Fandor était de plus en plus abasourdi :

— Expliquez-vous, Juve, demanda-t-il.

— Ce que je dis est pourtant clair, déclara le policier. C’est Hélène qui a sauvé le bâtonnier et a mis en fuite ses agresseurs.

— Mais comment cela ?

— Oh c’est bien simple ! En jetant aux yeux des assaillants du poivre en poudre. Malheureusement, le pauvre bâtonnier en a reçu sa part. On ne peut pas toujours épargner ses amis.

Fandor ne répondit rien. Il regarda Juve avec des yeux ronds.

Le policier tira de sa poche un petit sac de papier rose qu’il montra au journaliste.

— Voilà, fit-il, dans quoi a été enfermé le poivre en poudre qui a permis de mettre en fuite les agresseurs. Hélène, sûrement, avait prémédité cette défense, et je comprends maintenant que la lettre où elle me déclarait : « prenez garde, Juve » devait me permettre de prévoir cette agression. Tout de même, elle aurait pu être un peu plus explicite.

— Comment savez-vous que c’est elle qui a porté ce sac de poivre ?

— Je n’en suis pas très sûr, fit le policier, mais je le suppose. Cependant, Hélène habite le quartier de Montmartre. Or ce sac provient de chez une épicière de la rue des Abbesses. Regarde plutôt.

Fandor baissa la tête :

— Vous avez raison, Juve, vous devez avoir raison, mais cela me dépasse.

— En tout cas, poursuivit le policier, si ce petit brillant que j’ai trouvé, non pas près de l’arbre, mais dans l’allée même, à l’endroit de l’agression, ne provient pas d’une bague ayant appartenu à Hélène, cet objet nous facilitera singulièrement la recherche de l’identité de l’autre femme, qui, elle, devait être dans le camp de l’ennemi.

Juve s’arrêta soudain pour aller au-devant du bâtonnier qui venait, appuyé au bras de son fils.

M e Faramont serra chaleureusement les mains de Juve, cependant que Jacques interrogeait Fandor tout bas :

— Vous n’avez encore rien dit ? demandait-il.

— Non, fit Fandor sur le même ton. Malheureusement, je crois qu’il le faudra tout à l’heure.

— Je vous en supplie, ne le faites pas devant mon père.

M e Faramont, un peu remis de son émotion, racontait à Juve tout ce qu’il savait relativement à son agression.

— Je crois bien avoir vu, dit-il, surgir en face de moi un homme de petite taille qui devait être très brun, un homme que je ne connais pas d’ailleurs. Je pourrais peut-être le reconnaître si on me le montrait et encore je n’en suis pas très sûr, car ma vision n’a duré qu’un instant. Au même moment, j’étais renversé en arrière, aveuglé par le poivre, alors vous comprenez…

— Évidemment, fit Juve.

— Je dois vous dire, mon cher Juve, que ma femme a sur cette affaire une idée très arrêtée et que, dans une certaine mesure, je partage.

— Quelle est cette idée ?

— Ma femme dit qu’il ne peut s’agir que d’un attentat de Fantômas.
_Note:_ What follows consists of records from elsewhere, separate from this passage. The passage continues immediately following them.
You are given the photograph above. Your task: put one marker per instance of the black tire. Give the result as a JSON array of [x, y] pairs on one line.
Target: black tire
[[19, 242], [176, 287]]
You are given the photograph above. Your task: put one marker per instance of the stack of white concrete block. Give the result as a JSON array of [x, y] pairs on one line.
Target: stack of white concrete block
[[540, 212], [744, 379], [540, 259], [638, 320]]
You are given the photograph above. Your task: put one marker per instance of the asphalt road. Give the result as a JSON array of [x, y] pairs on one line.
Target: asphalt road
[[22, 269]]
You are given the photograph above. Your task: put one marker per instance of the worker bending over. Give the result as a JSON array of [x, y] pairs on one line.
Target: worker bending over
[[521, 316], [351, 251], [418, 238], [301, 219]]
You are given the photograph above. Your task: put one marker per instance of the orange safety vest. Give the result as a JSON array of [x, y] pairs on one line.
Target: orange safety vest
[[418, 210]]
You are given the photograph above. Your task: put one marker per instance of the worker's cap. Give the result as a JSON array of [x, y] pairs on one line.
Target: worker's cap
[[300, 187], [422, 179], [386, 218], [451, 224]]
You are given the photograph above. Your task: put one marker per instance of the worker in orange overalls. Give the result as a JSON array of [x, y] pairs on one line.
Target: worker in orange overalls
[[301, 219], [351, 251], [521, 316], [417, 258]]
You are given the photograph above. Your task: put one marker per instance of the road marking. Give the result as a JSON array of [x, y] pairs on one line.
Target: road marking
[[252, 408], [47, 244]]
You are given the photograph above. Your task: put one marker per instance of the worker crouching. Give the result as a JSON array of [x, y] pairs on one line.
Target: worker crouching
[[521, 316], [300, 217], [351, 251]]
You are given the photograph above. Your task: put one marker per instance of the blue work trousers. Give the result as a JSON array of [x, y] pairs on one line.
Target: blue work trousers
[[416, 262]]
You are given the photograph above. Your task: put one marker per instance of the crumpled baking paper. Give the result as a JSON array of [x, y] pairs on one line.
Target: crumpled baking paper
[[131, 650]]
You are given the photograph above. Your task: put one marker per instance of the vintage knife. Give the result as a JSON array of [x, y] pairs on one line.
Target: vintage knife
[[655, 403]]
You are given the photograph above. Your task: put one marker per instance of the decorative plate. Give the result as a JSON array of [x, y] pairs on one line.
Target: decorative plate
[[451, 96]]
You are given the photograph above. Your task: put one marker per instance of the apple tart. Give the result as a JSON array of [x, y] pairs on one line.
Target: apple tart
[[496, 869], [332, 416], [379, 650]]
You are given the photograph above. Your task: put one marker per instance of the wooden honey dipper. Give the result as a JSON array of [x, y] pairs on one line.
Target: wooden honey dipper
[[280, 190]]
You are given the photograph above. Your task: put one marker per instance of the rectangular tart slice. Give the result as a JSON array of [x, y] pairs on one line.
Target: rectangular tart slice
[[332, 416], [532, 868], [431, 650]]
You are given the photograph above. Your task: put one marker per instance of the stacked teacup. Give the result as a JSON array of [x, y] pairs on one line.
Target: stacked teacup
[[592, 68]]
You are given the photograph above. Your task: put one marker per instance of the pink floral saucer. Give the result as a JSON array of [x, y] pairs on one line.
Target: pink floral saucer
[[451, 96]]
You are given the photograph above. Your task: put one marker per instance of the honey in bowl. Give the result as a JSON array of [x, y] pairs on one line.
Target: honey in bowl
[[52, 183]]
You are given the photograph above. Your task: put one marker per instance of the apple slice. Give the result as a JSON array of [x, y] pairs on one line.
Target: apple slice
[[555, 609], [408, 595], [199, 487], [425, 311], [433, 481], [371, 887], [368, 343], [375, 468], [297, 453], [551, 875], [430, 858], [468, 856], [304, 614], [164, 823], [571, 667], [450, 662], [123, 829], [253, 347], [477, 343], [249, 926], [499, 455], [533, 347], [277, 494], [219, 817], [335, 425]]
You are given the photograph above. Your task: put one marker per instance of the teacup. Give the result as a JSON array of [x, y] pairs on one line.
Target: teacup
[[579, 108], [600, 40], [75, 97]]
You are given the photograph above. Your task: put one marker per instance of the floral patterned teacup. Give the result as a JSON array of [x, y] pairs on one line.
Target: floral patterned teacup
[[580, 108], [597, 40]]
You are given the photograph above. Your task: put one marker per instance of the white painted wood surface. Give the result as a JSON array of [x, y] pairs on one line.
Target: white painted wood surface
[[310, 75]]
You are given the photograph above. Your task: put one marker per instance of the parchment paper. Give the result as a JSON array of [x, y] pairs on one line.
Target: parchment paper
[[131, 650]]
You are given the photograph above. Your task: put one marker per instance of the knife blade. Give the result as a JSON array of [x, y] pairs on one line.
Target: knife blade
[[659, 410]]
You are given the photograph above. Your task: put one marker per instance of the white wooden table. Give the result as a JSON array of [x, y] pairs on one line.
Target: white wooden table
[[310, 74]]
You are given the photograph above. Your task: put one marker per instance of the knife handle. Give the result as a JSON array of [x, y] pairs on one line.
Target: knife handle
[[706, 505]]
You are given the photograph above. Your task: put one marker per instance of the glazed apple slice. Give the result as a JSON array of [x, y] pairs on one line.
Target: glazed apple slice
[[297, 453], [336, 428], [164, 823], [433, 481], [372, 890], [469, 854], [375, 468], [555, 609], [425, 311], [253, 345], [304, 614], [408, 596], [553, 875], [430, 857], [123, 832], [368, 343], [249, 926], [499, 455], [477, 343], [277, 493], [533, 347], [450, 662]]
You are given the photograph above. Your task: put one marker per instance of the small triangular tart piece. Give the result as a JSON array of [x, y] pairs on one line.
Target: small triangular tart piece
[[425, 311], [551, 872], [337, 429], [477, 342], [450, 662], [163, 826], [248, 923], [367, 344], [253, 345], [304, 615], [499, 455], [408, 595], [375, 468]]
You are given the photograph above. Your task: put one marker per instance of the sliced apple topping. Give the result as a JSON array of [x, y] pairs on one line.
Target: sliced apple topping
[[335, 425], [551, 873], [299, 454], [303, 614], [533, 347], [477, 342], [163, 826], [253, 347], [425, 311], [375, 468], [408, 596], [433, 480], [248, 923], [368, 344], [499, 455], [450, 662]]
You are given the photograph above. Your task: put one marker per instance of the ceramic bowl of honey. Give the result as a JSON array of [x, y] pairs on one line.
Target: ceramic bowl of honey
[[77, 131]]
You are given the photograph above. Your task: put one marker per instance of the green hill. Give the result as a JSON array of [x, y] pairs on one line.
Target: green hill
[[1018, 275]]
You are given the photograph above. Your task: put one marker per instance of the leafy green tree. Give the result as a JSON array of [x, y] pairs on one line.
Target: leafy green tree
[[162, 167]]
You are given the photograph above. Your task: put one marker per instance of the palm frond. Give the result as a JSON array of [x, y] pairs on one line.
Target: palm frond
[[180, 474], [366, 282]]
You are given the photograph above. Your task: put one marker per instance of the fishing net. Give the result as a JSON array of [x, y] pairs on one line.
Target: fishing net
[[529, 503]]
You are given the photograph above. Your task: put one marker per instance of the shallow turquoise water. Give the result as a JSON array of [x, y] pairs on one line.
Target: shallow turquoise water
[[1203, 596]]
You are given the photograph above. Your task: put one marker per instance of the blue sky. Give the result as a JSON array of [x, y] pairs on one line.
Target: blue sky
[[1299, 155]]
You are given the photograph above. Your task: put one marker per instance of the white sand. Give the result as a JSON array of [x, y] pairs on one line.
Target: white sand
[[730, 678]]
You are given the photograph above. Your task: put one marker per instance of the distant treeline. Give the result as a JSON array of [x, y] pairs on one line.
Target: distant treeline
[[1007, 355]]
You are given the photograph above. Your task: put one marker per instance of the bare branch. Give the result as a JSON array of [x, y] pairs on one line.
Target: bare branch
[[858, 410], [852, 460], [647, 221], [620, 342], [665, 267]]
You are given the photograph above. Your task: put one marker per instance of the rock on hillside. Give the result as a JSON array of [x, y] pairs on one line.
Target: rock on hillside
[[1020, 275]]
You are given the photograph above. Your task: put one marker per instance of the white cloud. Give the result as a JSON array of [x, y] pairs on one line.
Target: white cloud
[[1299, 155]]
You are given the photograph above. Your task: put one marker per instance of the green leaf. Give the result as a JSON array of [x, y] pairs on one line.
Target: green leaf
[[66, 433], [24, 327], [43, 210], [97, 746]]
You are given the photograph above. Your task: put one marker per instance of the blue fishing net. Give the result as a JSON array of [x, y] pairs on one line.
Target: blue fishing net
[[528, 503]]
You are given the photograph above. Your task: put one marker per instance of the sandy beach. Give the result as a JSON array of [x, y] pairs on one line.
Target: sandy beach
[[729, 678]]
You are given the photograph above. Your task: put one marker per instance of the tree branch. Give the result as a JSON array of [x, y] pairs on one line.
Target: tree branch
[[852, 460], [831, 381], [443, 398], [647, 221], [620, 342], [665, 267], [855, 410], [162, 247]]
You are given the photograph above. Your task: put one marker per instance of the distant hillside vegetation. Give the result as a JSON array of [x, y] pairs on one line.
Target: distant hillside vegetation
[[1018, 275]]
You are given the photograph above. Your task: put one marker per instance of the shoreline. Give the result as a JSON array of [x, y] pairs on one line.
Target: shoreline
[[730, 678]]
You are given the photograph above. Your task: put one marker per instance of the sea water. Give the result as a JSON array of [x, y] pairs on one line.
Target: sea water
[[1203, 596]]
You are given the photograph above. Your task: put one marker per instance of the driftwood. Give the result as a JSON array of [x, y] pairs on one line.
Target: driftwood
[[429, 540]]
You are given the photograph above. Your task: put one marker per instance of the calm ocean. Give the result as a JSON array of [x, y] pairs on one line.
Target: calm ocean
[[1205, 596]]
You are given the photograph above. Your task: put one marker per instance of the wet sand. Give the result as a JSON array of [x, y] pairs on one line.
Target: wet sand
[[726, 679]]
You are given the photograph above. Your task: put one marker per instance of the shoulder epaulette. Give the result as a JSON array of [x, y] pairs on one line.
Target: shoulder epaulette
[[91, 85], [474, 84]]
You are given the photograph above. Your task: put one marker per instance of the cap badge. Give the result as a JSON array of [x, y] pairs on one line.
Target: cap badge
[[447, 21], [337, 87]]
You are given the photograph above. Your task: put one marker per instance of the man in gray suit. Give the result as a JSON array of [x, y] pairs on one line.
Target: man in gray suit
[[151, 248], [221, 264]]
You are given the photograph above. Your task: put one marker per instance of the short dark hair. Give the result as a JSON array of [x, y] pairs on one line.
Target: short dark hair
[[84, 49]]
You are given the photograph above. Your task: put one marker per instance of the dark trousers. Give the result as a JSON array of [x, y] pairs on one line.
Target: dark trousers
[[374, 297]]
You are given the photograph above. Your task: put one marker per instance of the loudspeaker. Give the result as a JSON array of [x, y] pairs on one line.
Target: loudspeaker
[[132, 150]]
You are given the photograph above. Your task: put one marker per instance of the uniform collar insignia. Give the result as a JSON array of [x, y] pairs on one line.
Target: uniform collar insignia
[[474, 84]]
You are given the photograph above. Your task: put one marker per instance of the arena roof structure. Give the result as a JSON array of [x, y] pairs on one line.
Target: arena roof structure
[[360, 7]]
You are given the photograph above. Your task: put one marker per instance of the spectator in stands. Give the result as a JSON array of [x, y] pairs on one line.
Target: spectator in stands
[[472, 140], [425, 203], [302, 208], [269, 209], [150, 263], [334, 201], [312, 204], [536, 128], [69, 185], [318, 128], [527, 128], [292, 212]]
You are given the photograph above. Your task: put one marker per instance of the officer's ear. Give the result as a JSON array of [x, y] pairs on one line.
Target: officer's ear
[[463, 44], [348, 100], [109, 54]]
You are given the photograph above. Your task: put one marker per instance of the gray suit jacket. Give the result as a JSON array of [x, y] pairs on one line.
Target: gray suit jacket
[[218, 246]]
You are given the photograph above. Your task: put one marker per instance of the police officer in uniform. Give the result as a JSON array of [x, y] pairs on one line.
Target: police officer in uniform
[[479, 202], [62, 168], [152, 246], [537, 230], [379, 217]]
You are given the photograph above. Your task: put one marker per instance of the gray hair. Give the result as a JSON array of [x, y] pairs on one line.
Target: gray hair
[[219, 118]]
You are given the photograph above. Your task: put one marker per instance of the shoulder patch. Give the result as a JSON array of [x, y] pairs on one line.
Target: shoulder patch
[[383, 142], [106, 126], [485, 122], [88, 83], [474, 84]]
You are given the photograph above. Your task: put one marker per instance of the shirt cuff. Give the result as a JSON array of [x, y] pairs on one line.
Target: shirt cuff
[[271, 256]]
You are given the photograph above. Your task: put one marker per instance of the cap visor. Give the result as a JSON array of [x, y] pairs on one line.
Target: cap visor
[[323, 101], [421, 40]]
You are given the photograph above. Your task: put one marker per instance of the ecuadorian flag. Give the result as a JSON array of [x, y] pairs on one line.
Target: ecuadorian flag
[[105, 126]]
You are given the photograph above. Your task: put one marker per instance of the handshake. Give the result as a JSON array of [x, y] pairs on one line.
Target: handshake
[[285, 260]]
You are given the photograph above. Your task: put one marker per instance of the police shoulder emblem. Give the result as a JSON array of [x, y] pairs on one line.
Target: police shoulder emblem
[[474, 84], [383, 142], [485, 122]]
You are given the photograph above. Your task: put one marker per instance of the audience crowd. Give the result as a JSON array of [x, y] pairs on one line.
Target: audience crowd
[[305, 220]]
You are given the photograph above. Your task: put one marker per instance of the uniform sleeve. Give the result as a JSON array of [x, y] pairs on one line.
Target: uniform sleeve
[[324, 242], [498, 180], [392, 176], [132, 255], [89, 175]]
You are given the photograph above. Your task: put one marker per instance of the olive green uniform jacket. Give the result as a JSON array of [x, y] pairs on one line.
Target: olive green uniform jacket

— Fantômas, s’écria Juve, qui ajouta : comme vous y allez, maître. Ce serait un peu vif ! Nous savons que Fantômas est capable de bien des choses, mais il me semble qu’à l’heure actuelle, il est en prison, étroitement gardé dans sa cellule de la Santé et que, mieux que personne vous devez en avoir vous, son défenseur, l’absolue certitude.

— Mon Dieu, mon cher Juve, je n’ai guère de certitude en ce moment et, pour vous dire le fond de ma pensée, je me demande si le client auquel je vais rendre visite dans sa cellule à la Santé est bien réellement Fantômas et si ce n’est pas un vulgaire mystificateur. Je vous avoue que je m’imaginais ce sinistre bandit tout autre qu’il est réellement. Il est vrai que, jusqu’à présent, je n’avais jamais eu l’occasion de me trouver face à face avec lui.